Table-talk of Parkus Grammaticus for March 28
In his Brainiac column*, Josh Glenn picks up the thread of the title commonplace "secret history," which I wrote about in the introduction of my review of Ekaterina Sedia's The Secret History of Moscow. He looks at the "secret" titles of today, as well as some from yesteryear:
During the 18th century, French and English writers cranked out dozens of tracts and treatises with boffo titles like "The Secret History of the Court and Reign of Charles the Second, by a member of his privy council"; "The Secret History of the White Staff, Being An Account of Affairs Under the Conduct of some Late Minister, And of what might probably have happen'd if Her Majesty had not Died"; and even "The Secret History of the Calves-Head Club, Complt. or, the Republican Unmask'd. Wherein is fully shewn, the Religion of the Calves-Head Heroes, in their Anniversary Thanksgiving-Songs on the Thirtieth of January, by them called Anthems; for the Years 1693, 1694, 1695, 1696, 1697, 1698, 1699, &c. With reflections thereupon. Now published to demonstrate the restless, implacable Spirit of a certain Party still among us, who are never to be satisfied 'till the present Establishment in Church and State is subverted."

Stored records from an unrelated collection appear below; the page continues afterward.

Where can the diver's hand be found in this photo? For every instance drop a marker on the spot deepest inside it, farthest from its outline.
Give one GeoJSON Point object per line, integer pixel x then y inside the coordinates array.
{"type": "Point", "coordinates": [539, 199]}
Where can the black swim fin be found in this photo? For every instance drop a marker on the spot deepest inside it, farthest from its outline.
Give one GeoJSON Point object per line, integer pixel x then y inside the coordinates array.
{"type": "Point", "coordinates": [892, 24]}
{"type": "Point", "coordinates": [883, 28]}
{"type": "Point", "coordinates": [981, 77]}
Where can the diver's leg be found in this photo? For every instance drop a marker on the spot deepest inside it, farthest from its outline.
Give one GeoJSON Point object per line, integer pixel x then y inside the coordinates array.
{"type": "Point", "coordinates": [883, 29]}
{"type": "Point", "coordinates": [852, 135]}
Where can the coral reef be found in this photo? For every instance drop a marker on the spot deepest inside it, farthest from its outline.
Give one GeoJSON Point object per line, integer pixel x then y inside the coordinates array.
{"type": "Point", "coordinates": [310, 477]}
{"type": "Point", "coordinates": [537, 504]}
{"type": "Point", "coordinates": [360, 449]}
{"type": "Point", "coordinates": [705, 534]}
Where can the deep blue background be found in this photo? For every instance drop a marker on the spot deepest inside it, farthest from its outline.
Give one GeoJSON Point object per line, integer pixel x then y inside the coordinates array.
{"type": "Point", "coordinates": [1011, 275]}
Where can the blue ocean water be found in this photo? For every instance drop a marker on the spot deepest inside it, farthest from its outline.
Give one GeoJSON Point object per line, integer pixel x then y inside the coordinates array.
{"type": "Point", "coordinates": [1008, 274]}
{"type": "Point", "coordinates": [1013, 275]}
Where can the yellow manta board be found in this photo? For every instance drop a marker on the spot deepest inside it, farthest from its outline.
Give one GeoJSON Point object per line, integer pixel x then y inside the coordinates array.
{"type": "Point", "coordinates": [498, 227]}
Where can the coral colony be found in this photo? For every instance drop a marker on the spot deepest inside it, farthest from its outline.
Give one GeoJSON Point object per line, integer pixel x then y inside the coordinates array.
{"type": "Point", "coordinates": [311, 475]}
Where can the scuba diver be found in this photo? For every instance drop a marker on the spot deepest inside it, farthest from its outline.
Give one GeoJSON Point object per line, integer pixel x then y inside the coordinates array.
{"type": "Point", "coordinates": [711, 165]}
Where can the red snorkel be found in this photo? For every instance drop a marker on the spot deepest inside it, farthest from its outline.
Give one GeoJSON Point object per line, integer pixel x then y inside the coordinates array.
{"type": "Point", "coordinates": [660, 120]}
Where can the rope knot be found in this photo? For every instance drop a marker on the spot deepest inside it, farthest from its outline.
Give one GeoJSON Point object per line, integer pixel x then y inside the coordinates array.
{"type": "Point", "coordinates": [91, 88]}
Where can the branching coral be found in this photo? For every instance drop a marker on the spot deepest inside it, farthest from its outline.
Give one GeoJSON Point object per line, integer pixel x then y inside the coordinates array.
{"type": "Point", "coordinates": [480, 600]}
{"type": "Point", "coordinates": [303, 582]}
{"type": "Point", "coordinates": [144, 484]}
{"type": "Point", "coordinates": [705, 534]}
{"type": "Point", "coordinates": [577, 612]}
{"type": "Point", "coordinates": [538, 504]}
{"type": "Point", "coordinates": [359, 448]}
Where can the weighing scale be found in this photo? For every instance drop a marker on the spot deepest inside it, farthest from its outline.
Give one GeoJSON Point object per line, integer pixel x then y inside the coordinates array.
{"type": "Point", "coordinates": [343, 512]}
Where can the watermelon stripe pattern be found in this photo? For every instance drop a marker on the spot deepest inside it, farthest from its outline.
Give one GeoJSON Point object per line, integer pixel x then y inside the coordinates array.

My original intro began: "After 'American,' the most overused but irresistible prefix for titles might be 'The Secret History of.'"
Which reminded me of...something I'd written. Hadn't I "riffed" on "American _____" before? Yes! In this PTSNBN review of a movie called American Chai!
"With this magic title of Paris, a play or review or book is always assured of success," noted Théophile Gautier of 19th-century entertainments. Today, with the simple adjective American, even the least inspired movie can cloak itself in way-we-live-now significance.So "Paris" used to be the "American" of its time....(The T.G. quote is from The Arcades Project.)
I haven't been registering all my "26" finds—but here's one: The blog for Yale's Beinecke Library.
Idea for best book title: The Secret History of 26.
What about that movie Chapter 27?! Why 27????
VI. There goes Oulipian Simon:
Much of this album is 12-tone pop. Mr. Simon assigned himself to put every note of the chromatic scale into the melodies, and did it so suavely that the stunt goes unnoticed. –Jon Pareles, NYT
*Column titles are written with initial caps, no quotation marks!